Ben, un ragazzotto ben piantato con un vocione da baritono, si fece avanti con un mugugno. "Io. Te la devo far pagare per la volta scorsa, Corei. Il livido mi è rimasto per giorni".
"Ti ha fatto un favore, con quella brutta faccia che ti ritrovi" commentò graziosamente Raf.
Ben gli puntò contro la spada spuntata. "Tu sei il prossimo" minacciò.
I duellanti si misero in posizione. Seba con la spada bassa alla moglienese, Ben con la guardia alta e serrata. Si studiarono per qualche istante, poi Ben si lanciò per primo. Tentò un affondo di punta che andò a vuoto, facendolo barcollare in avanti; Seba scartò di lato e lo colpì forte, di piatto, sul fianco rimasto scoperto.
"Morto, fuori" annunciò piatta Ruth.
"Il duello più veloce del secolo" ridacchiò Raf con le braccia conserte. Emise un lamento quando si prese uno scapaccione dalla soldatessa più anziana.
Mugugnando scontento e con una mano a massaggiarsi il fianco dolente, Ben uscì dal campo di gioco. Rafael era già pronto a sostituirlo.
"Niente giochetti" lo ammonì Seba mettendosi in posizione.
Fintamente offeso, Rafael lo imitò. "Io non faccio giochetti".
L'aspetto di Rafael traeva in inganno. Con i suoi baffetti, i brufoli, il viso rotondo e i folti ricci castani, dava l'impressione di essere ancora un ragazzino; ma era in realtà uno spadaccino niente male, imprevedibile, rapido come un furetto e dotato di modesta forza nonostante la costituzione magrolina.

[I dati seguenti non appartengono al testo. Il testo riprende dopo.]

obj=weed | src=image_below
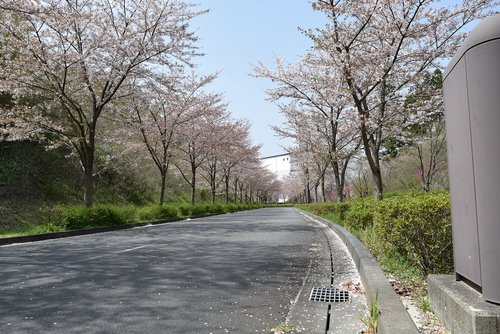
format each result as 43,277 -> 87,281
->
267,322 -> 294,334
359,290 -> 380,334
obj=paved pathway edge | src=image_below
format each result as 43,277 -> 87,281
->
299,210 -> 418,334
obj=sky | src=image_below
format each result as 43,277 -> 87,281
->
191,0 -> 325,157
191,0 -> 488,157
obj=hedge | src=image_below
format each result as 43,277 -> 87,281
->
298,192 -> 453,274
374,193 -> 453,274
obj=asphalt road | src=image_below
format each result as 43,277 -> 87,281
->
0,208 -> 328,334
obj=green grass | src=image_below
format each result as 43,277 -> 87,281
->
0,204 -> 268,238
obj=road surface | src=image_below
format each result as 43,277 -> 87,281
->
0,208 -> 360,334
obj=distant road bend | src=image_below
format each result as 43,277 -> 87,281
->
0,208 -> 356,334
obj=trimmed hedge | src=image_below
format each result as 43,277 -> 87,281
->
298,192 -> 453,275
374,193 -> 453,274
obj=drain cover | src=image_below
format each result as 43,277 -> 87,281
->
309,288 -> 351,303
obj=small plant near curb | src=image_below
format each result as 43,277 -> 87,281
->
267,322 -> 294,334
359,290 -> 380,334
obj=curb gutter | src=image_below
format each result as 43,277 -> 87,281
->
299,210 -> 418,334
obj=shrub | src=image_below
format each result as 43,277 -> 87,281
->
374,193 -> 453,274
343,198 -> 377,230
191,204 -> 210,217
177,205 -> 191,217
210,204 -> 227,214
138,205 -> 179,221
41,205 -> 135,231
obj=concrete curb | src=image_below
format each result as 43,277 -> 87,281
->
300,210 -> 418,334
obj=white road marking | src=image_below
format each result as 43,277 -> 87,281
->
117,245 -> 148,254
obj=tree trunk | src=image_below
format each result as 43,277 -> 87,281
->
191,170 -> 196,205
332,160 -> 344,202
81,126 -> 95,208
224,175 -> 229,204
321,174 -> 326,202
212,185 -> 216,204
160,171 -> 167,205
84,169 -> 94,208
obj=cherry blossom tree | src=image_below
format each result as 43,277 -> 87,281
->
125,71 -> 215,205
308,0 -> 494,199
202,119 -> 259,204
403,70 -> 446,192
253,52 -> 359,201
0,0 -> 201,206
174,94 -> 228,204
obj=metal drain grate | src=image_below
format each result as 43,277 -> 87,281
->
309,288 -> 351,303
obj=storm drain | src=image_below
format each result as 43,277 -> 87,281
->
309,288 -> 351,303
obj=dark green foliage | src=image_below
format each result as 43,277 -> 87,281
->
343,197 -> 377,230
298,192 -> 453,275
137,205 -> 179,221
42,205 -> 135,230
191,204 -> 210,217
177,204 -> 192,217
374,193 -> 453,274
0,204 -> 262,237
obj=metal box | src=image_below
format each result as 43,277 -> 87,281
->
444,15 -> 500,303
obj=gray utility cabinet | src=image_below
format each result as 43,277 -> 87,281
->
444,15 -> 500,303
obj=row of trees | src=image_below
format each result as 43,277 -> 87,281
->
253,0 -> 496,201
0,0 -> 277,206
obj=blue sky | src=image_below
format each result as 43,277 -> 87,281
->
191,0 -> 324,156
191,0 -> 488,156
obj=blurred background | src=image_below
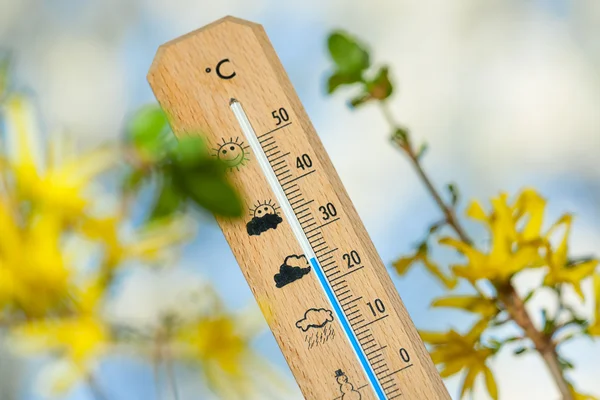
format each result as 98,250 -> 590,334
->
0,0 -> 600,400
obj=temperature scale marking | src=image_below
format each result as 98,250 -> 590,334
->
148,17 -> 450,400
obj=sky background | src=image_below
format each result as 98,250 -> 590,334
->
0,0 -> 600,400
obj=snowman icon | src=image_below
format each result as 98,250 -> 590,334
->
335,369 -> 361,400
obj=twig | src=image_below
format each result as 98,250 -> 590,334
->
379,101 -> 574,400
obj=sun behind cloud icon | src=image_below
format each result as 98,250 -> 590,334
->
246,200 -> 283,236
213,137 -> 250,171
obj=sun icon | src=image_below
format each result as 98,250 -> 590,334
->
214,137 -> 250,171
250,200 -> 279,218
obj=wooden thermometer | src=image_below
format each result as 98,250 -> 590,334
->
148,17 -> 450,400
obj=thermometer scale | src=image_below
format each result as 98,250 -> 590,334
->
148,17 -> 450,400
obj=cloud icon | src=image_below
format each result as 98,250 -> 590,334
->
246,214 -> 283,236
296,308 -> 333,332
273,255 -> 310,288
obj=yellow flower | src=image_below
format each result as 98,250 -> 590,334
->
431,295 -> 500,319
0,201 -> 70,317
588,274 -> 600,337
175,314 -> 287,399
80,216 -> 193,270
544,215 -> 598,299
12,284 -> 110,392
419,321 -> 498,399
179,316 -> 248,375
1,95 -> 118,221
440,190 -> 545,282
393,245 -> 458,289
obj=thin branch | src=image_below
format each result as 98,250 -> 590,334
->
379,101 -> 574,400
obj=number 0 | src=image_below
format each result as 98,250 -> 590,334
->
400,347 -> 410,362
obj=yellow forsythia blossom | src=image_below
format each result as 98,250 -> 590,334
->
175,313 -> 286,399
544,215 -> 598,299
0,200 -> 71,317
419,321 -> 498,399
588,274 -> 600,337
440,190 -> 545,282
13,284 -> 110,393
2,95 -> 118,221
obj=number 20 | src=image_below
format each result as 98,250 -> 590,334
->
271,107 -> 290,126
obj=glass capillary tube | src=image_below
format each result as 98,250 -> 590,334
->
229,99 -> 386,400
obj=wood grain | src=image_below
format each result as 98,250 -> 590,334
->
148,17 -> 450,400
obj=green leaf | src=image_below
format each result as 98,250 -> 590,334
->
327,71 -> 362,94
392,127 -> 409,143
417,143 -> 429,160
350,93 -> 372,108
558,356 -> 575,371
150,173 -> 185,220
446,183 -> 460,206
173,159 -> 242,217
367,67 -> 394,100
127,105 -> 175,161
122,169 -> 147,192
170,136 -> 209,168
327,31 -> 370,74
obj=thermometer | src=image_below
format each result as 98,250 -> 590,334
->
148,17 -> 450,400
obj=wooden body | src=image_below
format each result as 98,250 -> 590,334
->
148,17 -> 450,400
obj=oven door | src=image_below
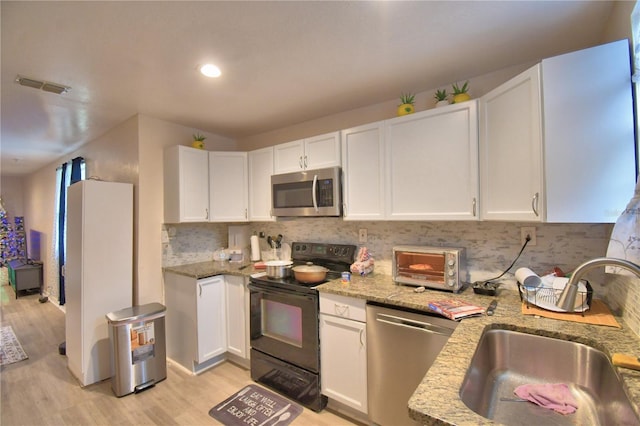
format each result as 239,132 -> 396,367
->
249,284 -> 320,373
271,167 -> 342,216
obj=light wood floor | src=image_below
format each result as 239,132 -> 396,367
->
0,280 -> 354,426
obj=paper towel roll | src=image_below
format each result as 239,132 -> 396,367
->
515,268 -> 542,288
250,235 -> 260,262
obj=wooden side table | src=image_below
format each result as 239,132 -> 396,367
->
8,259 -> 42,299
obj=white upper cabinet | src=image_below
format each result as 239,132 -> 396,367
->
209,152 -> 249,222
385,101 -> 478,220
248,146 -> 275,221
480,66 -> 544,221
274,132 -> 340,174
480,40 -> 636,223
163,145 -> 209,223
341,121 -> 385,220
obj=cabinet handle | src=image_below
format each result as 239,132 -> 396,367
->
531,192 -> 540,217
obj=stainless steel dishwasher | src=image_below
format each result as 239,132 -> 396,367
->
366,304 -> 458,426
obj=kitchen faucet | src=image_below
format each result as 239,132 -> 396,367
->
556,257 -> 640,312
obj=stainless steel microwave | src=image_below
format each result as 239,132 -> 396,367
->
271,167 -> 342,217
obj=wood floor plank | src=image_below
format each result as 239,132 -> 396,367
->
0,278 -> 357,426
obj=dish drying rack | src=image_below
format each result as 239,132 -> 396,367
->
517,281 -> 593,316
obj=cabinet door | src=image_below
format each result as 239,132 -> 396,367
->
225,275 -> 247,359
342,121 -> 385,220
248,146 -> 275,221
273,139 -> 304,174
385,101 -> 478,220
480,65 -> 544,221
196,276 -> 227,363
209,152 -> 249,222
303,132 -> 340,169
163,146 -> 209,223
320,314 -> 367,413
542,39 -> 636,223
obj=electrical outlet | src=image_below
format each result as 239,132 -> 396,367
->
520,226 -> 538,246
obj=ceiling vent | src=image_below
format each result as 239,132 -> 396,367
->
16,75 -> 71,95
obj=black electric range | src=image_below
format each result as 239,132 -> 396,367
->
250,242 -> 356,294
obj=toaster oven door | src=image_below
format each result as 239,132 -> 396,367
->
395,251 -> 446,287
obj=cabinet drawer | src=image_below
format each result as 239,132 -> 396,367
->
320,293 -> 367,322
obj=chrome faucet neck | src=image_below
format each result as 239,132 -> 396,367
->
556,257 -> 640,312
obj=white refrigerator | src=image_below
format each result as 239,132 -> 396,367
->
65,180 -> 133,386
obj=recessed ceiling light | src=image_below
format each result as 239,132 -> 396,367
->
200,64 -> 222,77
16,75 -> 71,95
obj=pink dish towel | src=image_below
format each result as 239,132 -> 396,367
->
513,383 -> 578,414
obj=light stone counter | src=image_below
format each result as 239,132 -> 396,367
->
318,274 -> 640,425
162,261 -> 258,280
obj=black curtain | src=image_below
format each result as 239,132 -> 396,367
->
58,157 -> 84,305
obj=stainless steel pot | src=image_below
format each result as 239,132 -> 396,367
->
264,260 -> 293,278
292,263 -> 329,284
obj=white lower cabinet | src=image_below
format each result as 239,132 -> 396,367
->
164,272 -> 248,373
320,293 -> 367,414
196,276 -> 227,363
224,275 -> 247,359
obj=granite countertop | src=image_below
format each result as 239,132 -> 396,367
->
318,274 -> 640,425
162,260 -> 259,280
163,261 -> 640,425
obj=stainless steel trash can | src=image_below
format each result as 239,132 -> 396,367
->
106,303 -> 167,397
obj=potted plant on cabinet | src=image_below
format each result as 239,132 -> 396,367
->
398,93 -> 415,115
191,133 -> 207,149
433,89 -> 449,108
451,81 -> 471,104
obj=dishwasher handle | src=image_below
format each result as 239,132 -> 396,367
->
376,313 -> 453,337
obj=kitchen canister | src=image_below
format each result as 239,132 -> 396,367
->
250,235 -> 260,262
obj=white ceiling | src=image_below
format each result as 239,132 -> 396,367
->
0,1 -> 613,175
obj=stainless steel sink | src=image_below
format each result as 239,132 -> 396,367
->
460,329 -> 640,425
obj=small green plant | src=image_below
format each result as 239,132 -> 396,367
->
451,81 -> 469,96
400,93 -> 416,105
433,89 -> 449,102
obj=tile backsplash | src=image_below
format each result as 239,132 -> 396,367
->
163,218 -> 613,281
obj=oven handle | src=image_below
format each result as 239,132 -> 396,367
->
247,283 -> 315,301
311,175 -> 318,213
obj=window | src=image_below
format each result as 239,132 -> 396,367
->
53,157 -> 86,305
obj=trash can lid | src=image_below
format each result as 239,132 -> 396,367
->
106,303 -> 167,324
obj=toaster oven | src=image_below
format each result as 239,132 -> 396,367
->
392,246 -> 466,293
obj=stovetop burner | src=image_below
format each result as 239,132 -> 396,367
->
250,243 -> 356,293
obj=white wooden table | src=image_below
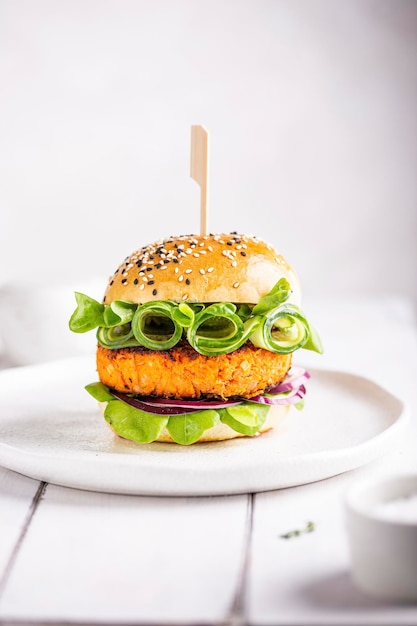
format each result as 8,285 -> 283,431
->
0,296 -> 417,626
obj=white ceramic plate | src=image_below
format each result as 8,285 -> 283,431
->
0,357 -> 405,496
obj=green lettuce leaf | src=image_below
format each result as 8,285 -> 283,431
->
219,402 -> 270,436
69,291 -> 104,333
85,382 -> 114,402
167,409 -> 220,446
104,398 -> 168,443
103,300 -> 138,328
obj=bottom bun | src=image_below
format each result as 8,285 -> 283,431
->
99,402 -> 291,445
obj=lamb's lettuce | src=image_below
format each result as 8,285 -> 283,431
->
167,409 -> 220,446
69,278 -> 323,356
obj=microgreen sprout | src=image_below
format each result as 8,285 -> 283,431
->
280,522 -> 316,539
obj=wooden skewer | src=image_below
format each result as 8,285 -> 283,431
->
190,126 -> 209,235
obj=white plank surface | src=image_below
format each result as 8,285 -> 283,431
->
0,485 -> 248,624
246,298 -> 417,626
247,462 -> 417,626
0,467 -> 40,593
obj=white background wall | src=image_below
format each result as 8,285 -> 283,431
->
0,0 -> 417,297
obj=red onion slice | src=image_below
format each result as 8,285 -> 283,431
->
111,390 -> 242,415
111,367 -> 310,415
250,385 -> 306,406
268,367 -> 310,393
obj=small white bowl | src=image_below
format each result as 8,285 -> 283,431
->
346,474 -> 417,602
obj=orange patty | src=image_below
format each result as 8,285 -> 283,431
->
97,342 -> 292,399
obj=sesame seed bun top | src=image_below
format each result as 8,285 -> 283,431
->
103,233 -> 301,304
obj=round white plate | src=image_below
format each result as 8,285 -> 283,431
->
0,357 -> 405,496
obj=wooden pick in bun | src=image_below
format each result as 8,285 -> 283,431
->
70,232 -> 321,445
104,233 -> 301,304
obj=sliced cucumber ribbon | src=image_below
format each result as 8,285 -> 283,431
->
97,324 -> 140,350
69,278 -> 323,356
187,302 -> 260,356
132,300 -> 183,350
250,304 -> 309,354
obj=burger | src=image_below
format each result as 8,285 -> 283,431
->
69,232 -> 322,445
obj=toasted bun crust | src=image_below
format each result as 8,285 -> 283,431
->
103,234 -> 301,304
99,402 -> 291,445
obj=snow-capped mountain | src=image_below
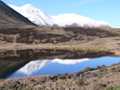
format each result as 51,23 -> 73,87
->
10,4 -> 110,27
52,13 -> 109,27
10,4 -> 53,25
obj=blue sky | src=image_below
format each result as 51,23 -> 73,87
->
4,0 -> 120,26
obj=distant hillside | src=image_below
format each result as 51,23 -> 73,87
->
0,0 -> 35,28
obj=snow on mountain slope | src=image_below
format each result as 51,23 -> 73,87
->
52,13 -> 109,27
10,4 -> 53,25
10,4 -> 110,27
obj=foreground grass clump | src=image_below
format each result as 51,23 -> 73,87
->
106,86 -> 120,90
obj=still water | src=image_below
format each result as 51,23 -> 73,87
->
10,56 -> 120,78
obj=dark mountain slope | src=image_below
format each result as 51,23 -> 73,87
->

Stavolta fu Seba ad attaccare per primo. Mirò basso, pensando di riuscire a colpire l'avversario alla coscia; Rafael scattò rapido indietro e evitò l'affondo. Rispose con una parabola dall'alto che Seba parò per un soffio. Seba si lanciò al contrattacco con colpi sempre più aggressivi e ravvicinati; Raf cominciò a indietreggiare, affaticato dallo sforzo: era veloce, ma meno forte e preciso di Seba.
Raf deviò un affondo diretto al petto e le lame si incrociarono con uno stridio, troppo vicine al corpo di entrambi; Rafael ne approfittò per allungare una mano e afferrare l'elsa dell'avversario; tenendola ferma, liberò la propria spada e tentò un colpo al fianco sinistro.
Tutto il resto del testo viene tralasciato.